By Karen Franklin, Ph.D.
It would be humorous if the real-world consequences were not so grave.
Every year, at a jam-packed session of the annual conference of the Association for the Treatment of Sexual Abusers (ATSA), the developers of the Static-99 family of actuarial risk assessment tools roll out yet a new methodology to replace the old.
This year, they announced that they are scrapping two of three sets of "non-routine" comparison norms that they introduced at an ATSA conference just four years ago. Stay tuned, they told their rapt audience, for further instructions on how to choose between the two remaining sets of norms.
To many, this might sound dry and technical. But in the courtroom trenches, sexually violent predator cases often hinge on an evaluator's choice of a comparison group.

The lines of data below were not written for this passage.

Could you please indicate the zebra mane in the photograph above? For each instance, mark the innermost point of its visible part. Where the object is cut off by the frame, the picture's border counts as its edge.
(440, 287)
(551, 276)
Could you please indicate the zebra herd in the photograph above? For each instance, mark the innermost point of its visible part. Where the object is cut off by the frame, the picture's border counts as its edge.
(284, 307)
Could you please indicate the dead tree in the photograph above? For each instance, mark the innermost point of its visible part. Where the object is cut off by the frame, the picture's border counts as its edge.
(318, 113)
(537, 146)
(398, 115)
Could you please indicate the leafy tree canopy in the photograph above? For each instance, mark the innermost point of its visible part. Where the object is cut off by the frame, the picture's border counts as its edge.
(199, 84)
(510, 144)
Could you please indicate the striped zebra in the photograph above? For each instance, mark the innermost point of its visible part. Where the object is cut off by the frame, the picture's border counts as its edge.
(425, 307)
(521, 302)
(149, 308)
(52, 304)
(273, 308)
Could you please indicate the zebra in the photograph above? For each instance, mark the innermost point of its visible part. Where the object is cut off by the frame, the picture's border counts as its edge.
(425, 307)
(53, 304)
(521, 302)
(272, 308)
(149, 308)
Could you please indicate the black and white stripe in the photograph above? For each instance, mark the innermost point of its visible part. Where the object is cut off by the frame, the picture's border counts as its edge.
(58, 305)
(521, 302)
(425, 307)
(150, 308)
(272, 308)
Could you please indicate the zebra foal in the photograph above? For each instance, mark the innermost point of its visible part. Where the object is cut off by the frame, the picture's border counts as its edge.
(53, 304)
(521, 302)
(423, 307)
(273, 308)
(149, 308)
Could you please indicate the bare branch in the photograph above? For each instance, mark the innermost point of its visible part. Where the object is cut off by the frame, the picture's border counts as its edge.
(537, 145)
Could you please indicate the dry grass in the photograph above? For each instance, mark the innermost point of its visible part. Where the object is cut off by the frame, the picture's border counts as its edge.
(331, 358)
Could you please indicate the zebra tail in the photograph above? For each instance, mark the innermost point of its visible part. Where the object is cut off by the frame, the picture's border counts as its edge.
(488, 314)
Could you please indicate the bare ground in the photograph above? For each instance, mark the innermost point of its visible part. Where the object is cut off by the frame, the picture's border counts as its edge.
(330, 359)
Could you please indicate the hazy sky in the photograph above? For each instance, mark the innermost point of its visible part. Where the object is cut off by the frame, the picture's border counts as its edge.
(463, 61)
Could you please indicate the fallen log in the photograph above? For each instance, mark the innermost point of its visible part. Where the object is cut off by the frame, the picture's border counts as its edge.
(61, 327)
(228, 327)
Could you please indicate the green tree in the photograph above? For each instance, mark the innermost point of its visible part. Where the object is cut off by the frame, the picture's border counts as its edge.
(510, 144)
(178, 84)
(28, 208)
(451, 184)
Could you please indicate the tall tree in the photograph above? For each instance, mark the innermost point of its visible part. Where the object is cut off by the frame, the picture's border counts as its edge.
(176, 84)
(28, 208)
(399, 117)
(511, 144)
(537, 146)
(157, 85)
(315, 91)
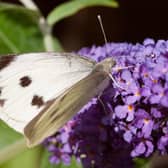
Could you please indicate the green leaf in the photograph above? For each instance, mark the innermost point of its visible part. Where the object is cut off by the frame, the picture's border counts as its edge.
(11, 143)
(19, 33)
(69, 8)
(8, 135)
(6, 7)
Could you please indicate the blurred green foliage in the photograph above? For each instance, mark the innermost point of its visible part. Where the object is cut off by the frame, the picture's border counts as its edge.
(21, 32)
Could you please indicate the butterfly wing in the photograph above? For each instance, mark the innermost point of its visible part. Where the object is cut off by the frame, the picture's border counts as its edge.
(60, 110)
(28, 83)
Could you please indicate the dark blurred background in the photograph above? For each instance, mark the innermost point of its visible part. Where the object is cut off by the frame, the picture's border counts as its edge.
(133, 21)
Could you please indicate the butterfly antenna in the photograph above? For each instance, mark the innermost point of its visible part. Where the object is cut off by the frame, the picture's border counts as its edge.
(102, 29)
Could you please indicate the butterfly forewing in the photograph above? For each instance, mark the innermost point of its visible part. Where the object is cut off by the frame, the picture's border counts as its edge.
(30, 82)
(60, 110)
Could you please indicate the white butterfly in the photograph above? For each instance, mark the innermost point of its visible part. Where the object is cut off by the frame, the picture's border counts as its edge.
(40, 92)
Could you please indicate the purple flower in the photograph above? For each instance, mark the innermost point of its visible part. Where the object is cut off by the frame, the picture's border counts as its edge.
(131, 122)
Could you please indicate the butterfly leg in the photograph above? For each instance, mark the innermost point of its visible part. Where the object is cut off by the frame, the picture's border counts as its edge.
(101, 102)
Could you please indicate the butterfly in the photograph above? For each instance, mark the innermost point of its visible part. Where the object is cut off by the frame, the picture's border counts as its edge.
(40, 92)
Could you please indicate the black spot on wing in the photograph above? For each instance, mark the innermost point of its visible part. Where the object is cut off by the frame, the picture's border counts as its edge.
(6, 60)
(37, 101)
(25, 81)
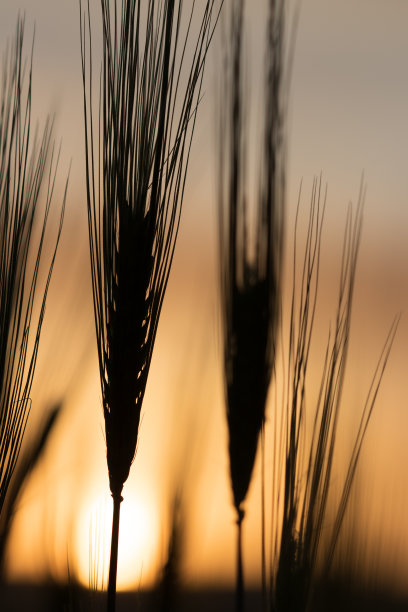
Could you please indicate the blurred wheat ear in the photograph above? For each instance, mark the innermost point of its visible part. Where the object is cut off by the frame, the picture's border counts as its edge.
(303, 485)
(28, 167)
(135, 183)
(250, 264)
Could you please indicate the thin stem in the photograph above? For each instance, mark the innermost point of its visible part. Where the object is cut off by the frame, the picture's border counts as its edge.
(240, 569)
(263, 552)
(113, 566)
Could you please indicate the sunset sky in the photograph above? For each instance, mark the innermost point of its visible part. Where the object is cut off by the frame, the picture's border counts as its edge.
(347, 118)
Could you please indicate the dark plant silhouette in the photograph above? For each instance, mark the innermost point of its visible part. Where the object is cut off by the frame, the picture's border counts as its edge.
(28, 168)
(29, 459)
(135, 184)
(250, 265)
(303, 469)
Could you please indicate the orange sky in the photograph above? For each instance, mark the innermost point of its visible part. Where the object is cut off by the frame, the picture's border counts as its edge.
(348, 114)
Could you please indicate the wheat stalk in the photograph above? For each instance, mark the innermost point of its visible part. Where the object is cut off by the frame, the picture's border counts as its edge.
(135, 185)
(250, 282)
(23, 172)
(306, 468)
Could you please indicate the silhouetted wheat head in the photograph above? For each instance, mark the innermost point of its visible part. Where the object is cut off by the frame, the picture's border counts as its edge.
(25, 163)
(250, 261)
(250, 273)
(150, 88)
(307, 467)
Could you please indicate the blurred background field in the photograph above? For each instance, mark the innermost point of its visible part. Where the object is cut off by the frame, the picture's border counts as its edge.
(347, 116)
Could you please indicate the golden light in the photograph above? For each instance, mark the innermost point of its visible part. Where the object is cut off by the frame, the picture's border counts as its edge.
(138, 542)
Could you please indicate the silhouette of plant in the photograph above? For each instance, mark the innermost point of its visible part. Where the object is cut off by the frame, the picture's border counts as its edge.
(250, 273)
(28, 167)
(135, 184)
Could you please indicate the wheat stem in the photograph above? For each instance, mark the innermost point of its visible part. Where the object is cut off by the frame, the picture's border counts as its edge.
(113, 564)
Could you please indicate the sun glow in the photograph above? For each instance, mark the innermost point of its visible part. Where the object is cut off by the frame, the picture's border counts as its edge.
(138, 542)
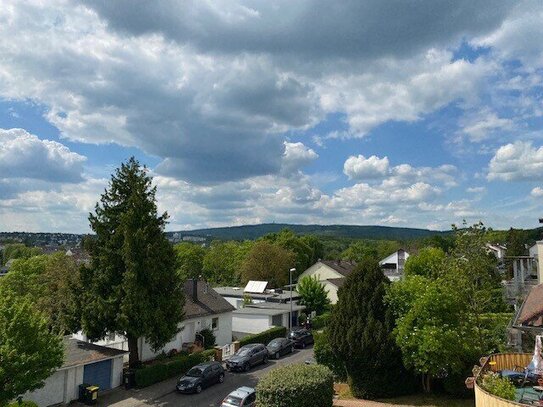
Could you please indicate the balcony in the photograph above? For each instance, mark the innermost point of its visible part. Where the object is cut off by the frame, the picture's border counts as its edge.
(496, 363)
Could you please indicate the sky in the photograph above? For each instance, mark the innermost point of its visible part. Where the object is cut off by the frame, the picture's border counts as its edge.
(397, 113)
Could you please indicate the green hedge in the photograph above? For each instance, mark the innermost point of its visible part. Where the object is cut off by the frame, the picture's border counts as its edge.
(320, 321)
(180, 364)
(266, 336)
(296, 385)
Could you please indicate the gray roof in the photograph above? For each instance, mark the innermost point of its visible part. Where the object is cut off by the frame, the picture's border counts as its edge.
(341, 266)
(209, 302)
(78, 352)
(239, 293)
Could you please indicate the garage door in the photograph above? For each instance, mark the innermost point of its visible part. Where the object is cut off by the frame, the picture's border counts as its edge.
(98, 374)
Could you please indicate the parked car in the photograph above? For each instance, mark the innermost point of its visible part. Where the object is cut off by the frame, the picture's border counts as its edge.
(248, 356)
(279, 347)
(200, 377)
(301, 337)
(242, 397)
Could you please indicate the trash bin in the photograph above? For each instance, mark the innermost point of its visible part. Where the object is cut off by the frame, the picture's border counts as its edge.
(129, 378)
(88, 394)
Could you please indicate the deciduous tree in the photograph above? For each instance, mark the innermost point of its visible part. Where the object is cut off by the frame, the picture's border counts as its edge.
(131, 287)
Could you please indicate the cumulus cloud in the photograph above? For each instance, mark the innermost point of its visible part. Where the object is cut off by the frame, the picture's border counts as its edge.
(24, 155)
(519, 161)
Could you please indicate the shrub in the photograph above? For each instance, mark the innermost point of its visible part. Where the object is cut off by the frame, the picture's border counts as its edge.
(325, 356)
(265, 337)
(498, 386)
(148, 375)
(296, 385)
(320, 321)
(209, 338)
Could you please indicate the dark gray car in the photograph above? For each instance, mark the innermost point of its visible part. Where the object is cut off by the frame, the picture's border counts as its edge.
(248, 356)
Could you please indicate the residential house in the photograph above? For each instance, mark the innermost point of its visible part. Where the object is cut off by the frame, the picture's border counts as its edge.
(393, 265)
(331, 273)
(204, 308)
(83, 363)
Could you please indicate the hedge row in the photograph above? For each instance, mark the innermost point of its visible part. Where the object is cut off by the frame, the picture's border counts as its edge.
(296, 385)
(266, 336)
(320, 321)
(161, 371)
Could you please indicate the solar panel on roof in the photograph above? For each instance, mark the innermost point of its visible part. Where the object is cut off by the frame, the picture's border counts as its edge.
(256, 287)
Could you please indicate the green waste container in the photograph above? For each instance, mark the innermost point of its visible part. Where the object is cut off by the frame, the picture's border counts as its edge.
(88, 394)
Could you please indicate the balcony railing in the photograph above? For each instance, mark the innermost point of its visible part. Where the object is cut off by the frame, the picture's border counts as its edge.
(496, 363)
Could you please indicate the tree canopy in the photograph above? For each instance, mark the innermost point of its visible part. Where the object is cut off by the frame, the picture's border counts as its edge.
(29, 352)
(132, 286)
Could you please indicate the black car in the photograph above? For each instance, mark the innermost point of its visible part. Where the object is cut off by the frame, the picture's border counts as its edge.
(301, 338)
(248, 356)
(279, 347)
(200, 377)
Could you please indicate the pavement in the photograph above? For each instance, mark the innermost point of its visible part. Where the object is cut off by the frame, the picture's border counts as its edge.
(163, 394)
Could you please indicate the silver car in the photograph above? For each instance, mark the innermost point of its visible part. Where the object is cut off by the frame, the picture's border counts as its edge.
(242, 397)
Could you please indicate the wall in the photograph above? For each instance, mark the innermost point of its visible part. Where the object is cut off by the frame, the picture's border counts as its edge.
(322, 271)
(248, 323)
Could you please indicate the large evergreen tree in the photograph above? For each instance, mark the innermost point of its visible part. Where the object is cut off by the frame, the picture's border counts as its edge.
(360, 331)
(131, 287)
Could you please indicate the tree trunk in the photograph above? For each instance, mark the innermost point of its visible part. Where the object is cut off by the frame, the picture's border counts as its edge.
(133, 355)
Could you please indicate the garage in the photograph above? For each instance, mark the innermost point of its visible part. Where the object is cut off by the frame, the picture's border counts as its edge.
(84, 362)
(98, 374)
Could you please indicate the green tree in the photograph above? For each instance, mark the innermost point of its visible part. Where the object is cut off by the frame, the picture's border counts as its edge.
(427, 262)
(314, 296)
(190, 259)
(52, 284)
(29, 352)
(360, 331)
(131, 287)
(269, 262)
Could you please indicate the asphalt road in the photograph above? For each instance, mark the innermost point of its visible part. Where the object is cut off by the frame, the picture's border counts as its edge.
(212, 396)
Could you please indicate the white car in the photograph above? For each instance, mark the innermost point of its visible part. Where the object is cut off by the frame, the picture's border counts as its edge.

Should the offender be compared with the full population of convicted sex offenders? Or a subset labeled "high risk/needs" that offended at a rate more than 3.5 times higher than the more representative group (21 percent versus 6 percent after five years)?
To illustrate, whereas only about 3 percent (4 out of 139) of the men over 70 in the combined Static-99R samples reoffended, invoking the high-risk norms would cause a septuagenarian's risk to skyrocket by 400 percent. It's not hard to see why such an inflated estimate might increase the odds of a judge or jury finding a former offender to be dangerous, and recommending indefinite detention.
The first problem with this method is that the basis for choosing a comparison group is very vague, inviting bias on the part of forensic evaluators. Even more essentially, there is not a shred of empirical evidence that choosing the high-risk norms improves decision-making accuracy in sexually violent predator (SVP) cases.
That should come as no surprise. Not one of the six samples that were cobbled together post-hoc to create the high-risk norms included anyone who was civilly committed -- or considered for commitment -- under modern-day SVP laws, which now exist in 20 U.S. states. (Four samples are Canadian, one is Danish, and the only American one is an exceptionally high-risk, archaic and idiosyncratic sample from an infamous psychiatric facility in Bridgewater, Massachusetts.)
A typical psychological test has a published manual that gives instructions on proper use and clearly describes its norms. In contrast, the Static-99, despite its high-stakes deployment, has no published manual. Its users must rely on a website, periodic conferences and training sessions, and word-of-mouth information.